David Livingstone (/ˈlɪvɪŋstən/; 19 March 1813 – 1 May 1873) was a Scottish physician, Congregationalist, and pioneer Christian missionary with the London Missionary Society, an explorer in Africa, and one of the most popular British heroes of the late 19th-century Victorian era. He had a mythic status that operated on a number of interconnected levels: Protestant missionary martyr, working-class "rags-to-riches" inspirational story, scientific investigator and explorer, imperial reformer, anti-slavery crusader, and advocate of British commercial and colonial expansion.
Livingstone's fame as an explorer and his obsession with learning the sources of the Nile River was founded on the belief that if he could solve that age-old mystery, his fame would give him the influence to end the East African Arab-Swahili slave trade. "The Nile sources," he told a friend, "are valuable only as a means of opening my mouth with power among men. It is this power [with] which I hope to remedy an immense evil."

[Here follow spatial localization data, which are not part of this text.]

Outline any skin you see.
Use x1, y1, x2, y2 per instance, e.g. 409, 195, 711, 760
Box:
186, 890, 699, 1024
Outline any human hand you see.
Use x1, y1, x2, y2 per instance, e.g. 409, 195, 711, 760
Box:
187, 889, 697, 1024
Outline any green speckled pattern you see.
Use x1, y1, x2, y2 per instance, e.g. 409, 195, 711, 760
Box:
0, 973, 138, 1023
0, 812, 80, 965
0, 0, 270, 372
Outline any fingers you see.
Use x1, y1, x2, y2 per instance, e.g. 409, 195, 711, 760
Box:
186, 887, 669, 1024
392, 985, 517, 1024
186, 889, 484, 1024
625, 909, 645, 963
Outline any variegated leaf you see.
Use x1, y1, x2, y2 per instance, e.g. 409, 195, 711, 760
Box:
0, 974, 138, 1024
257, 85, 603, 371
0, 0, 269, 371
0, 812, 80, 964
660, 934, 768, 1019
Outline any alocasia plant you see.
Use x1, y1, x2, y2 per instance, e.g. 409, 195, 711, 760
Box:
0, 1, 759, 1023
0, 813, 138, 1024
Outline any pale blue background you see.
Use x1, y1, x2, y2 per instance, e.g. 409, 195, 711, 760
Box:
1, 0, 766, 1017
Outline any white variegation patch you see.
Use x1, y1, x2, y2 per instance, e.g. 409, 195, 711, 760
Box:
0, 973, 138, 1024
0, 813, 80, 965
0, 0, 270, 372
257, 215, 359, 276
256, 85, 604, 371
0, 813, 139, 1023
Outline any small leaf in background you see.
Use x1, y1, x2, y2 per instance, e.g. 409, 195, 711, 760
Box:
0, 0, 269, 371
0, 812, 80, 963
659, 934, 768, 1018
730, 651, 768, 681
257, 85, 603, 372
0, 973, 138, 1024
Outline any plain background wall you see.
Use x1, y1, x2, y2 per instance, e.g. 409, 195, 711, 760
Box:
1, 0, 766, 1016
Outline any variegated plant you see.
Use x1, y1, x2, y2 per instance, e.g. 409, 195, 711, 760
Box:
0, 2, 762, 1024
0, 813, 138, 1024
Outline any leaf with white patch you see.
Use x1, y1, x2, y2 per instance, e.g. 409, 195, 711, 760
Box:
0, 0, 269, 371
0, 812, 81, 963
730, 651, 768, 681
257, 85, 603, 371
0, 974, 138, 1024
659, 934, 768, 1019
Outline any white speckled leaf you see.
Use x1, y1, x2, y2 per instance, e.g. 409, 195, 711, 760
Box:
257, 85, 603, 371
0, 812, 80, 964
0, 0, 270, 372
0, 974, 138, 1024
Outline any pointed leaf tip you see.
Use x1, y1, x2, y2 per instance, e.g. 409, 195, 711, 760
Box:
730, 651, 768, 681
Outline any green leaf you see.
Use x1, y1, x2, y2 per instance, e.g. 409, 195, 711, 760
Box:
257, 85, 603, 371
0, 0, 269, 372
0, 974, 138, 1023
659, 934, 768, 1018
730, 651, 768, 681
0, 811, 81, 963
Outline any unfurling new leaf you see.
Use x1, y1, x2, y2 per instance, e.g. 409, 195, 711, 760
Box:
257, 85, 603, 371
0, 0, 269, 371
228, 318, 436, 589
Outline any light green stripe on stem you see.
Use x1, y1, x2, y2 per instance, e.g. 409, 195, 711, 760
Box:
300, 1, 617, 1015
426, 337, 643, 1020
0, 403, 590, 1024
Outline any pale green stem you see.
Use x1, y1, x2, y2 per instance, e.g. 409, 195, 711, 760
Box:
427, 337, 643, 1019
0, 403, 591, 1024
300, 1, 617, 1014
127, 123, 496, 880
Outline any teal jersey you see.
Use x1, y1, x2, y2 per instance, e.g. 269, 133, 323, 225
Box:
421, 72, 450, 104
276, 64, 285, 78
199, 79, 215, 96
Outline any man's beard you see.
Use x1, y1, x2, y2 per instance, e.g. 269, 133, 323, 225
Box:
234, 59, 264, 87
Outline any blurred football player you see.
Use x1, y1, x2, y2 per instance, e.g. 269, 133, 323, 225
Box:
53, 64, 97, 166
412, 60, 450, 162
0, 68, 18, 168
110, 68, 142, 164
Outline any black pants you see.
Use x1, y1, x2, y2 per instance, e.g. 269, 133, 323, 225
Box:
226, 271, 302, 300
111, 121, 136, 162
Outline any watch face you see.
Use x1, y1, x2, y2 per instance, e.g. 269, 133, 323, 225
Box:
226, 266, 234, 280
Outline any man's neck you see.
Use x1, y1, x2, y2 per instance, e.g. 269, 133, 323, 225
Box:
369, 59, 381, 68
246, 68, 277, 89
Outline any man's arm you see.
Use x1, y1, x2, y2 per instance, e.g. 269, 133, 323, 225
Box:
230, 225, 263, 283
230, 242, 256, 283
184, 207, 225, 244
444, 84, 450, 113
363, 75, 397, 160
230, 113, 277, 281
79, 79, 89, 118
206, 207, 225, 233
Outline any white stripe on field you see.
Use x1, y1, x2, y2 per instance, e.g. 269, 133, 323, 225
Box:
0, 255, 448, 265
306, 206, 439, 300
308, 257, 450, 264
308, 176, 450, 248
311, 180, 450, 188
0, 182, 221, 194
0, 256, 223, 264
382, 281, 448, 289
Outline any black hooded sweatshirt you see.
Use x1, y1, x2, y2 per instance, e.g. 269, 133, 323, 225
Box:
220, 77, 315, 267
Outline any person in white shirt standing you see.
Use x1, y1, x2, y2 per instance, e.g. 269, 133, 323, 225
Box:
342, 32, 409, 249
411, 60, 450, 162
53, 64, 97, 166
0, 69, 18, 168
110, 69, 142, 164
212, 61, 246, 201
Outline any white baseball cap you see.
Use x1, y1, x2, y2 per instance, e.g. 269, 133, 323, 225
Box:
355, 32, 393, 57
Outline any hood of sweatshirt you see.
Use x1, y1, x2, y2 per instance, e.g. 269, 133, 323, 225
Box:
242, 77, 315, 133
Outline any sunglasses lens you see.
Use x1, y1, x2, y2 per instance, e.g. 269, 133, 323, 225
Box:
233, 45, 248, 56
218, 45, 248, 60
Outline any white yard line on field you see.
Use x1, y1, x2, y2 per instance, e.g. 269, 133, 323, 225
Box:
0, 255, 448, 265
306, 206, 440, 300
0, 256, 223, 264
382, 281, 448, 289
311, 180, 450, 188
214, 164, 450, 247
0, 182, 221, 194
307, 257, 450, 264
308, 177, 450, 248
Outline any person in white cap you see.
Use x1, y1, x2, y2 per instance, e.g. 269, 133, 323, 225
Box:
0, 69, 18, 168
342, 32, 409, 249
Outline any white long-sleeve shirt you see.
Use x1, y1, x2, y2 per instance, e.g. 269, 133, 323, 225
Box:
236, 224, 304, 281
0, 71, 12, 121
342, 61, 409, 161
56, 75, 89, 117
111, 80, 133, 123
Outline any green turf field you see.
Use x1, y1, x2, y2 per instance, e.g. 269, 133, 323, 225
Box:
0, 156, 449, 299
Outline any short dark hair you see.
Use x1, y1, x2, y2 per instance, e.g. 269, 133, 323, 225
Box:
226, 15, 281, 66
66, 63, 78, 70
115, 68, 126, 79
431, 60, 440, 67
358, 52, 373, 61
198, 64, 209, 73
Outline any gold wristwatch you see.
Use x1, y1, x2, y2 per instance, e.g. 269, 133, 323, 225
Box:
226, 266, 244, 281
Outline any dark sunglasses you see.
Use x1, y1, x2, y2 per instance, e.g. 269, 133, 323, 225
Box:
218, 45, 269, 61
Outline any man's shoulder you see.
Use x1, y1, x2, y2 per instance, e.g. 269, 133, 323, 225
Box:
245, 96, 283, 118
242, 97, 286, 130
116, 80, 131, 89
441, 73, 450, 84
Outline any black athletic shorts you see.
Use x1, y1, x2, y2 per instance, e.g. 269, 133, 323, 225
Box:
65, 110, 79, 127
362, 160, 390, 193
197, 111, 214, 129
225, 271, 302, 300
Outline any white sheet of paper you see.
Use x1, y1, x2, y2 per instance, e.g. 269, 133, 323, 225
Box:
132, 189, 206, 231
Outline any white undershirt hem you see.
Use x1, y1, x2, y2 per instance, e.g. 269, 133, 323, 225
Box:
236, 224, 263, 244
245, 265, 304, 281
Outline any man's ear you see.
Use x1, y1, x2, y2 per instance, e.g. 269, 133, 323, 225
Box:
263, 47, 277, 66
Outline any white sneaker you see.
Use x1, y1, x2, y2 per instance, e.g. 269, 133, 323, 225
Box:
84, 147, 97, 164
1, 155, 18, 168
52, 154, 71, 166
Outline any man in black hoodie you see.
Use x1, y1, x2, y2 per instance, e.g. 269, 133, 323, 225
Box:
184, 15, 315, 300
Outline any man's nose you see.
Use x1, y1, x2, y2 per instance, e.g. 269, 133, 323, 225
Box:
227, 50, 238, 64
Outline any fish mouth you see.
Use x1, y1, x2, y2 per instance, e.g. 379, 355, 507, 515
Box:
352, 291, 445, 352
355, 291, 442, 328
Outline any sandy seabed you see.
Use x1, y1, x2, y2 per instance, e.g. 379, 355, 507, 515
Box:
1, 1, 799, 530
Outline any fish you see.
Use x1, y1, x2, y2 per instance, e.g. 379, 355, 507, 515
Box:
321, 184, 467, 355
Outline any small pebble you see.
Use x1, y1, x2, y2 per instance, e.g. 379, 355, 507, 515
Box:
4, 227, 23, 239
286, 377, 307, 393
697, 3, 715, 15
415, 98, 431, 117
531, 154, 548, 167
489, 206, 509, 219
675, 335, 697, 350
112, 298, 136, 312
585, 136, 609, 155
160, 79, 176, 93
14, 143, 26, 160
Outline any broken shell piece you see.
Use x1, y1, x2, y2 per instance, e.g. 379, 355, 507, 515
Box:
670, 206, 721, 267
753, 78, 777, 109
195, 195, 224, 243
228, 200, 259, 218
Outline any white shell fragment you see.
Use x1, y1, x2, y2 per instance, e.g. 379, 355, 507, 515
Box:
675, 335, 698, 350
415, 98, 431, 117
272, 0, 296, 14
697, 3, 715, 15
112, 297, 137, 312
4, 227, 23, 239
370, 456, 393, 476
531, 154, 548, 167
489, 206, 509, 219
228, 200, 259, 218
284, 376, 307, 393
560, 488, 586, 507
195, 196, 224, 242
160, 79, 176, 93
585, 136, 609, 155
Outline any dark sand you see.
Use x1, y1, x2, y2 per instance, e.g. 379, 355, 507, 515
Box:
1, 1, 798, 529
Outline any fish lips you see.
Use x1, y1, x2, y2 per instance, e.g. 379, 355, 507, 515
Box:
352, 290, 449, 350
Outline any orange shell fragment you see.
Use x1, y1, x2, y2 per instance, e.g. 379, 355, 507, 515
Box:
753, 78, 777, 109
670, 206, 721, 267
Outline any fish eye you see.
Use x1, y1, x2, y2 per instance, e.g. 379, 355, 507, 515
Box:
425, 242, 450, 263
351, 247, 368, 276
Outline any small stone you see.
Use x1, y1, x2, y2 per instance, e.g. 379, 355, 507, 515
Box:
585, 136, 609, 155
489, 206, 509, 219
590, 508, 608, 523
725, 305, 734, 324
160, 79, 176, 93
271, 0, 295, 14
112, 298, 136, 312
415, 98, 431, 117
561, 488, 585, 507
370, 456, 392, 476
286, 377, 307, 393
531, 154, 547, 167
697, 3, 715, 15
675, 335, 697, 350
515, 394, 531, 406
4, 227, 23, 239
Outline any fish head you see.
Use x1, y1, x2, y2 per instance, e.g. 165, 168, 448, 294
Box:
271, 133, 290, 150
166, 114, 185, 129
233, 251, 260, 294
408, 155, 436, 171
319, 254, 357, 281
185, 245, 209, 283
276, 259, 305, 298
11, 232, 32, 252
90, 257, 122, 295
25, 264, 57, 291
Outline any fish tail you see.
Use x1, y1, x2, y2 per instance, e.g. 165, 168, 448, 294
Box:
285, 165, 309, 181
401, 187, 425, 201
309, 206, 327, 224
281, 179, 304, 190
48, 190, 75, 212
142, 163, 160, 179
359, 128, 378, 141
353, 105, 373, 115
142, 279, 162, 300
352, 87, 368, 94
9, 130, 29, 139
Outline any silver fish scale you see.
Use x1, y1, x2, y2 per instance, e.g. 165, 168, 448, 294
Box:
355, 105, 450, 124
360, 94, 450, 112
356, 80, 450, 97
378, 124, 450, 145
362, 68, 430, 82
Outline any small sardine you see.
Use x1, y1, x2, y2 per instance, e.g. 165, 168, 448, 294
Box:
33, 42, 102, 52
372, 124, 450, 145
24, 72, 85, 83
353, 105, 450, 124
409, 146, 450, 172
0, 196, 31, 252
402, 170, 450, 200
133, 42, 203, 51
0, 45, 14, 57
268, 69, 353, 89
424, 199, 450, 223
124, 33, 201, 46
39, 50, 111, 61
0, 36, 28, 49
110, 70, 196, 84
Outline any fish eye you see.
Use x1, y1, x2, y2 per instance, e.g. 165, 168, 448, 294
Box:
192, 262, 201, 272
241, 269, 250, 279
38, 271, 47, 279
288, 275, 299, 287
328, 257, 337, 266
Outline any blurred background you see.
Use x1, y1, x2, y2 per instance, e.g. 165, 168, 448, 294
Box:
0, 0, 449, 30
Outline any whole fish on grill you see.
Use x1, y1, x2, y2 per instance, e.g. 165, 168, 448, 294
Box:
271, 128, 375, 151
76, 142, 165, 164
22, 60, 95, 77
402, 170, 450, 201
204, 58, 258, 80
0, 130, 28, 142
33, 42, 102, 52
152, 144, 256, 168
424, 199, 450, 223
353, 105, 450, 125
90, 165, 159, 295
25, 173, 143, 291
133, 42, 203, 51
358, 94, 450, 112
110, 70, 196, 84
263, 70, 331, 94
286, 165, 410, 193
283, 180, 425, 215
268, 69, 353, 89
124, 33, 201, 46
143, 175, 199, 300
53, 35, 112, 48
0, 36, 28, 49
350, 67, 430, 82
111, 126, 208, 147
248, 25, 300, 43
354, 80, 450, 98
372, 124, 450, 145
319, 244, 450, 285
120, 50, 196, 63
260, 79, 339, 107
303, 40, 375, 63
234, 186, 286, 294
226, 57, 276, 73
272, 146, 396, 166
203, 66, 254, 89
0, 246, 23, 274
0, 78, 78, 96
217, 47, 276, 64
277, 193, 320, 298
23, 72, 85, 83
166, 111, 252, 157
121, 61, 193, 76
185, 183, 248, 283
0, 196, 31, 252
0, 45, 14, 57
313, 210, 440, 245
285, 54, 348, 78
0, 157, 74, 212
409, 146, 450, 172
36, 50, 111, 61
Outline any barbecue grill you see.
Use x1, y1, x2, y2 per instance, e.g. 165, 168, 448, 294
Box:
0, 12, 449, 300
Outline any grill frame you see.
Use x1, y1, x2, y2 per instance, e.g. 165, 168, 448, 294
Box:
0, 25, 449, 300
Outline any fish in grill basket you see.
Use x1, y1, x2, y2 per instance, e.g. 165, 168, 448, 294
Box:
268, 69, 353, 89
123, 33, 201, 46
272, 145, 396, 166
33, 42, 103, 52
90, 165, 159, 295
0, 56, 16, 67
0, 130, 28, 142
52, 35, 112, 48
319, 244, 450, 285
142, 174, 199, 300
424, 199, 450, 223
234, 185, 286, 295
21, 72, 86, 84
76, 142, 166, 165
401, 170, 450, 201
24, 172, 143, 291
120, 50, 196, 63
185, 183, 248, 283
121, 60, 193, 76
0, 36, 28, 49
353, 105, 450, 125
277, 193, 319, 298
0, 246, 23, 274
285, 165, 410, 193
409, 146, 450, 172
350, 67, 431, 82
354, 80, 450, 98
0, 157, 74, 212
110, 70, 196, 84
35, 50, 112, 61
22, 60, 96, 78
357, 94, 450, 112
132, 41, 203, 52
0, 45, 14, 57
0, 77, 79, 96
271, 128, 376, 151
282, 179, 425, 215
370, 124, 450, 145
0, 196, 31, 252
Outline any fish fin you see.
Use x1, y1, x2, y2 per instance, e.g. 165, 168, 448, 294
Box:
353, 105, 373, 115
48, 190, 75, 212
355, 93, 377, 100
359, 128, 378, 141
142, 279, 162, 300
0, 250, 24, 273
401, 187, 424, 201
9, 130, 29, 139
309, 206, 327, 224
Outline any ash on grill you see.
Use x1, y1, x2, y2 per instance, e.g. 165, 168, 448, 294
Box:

His subsequent exploration of the central African watershed was the culmination of the classic period of European geographical discovery and colonial penetration of Africa. At the same time, his missionary travels, "disappearance", and eventual death in Africa—and subsequent glorification as a posthumous national hero in 1874—led to the founding of several major central African Christian missionary initiatives carried forward in the era of the European "Scramble for Africa".
His meeting with Henry Morton Stanley on 10 November 1871 gave rise to the popular quotation "Dr Livingstone, I presume?"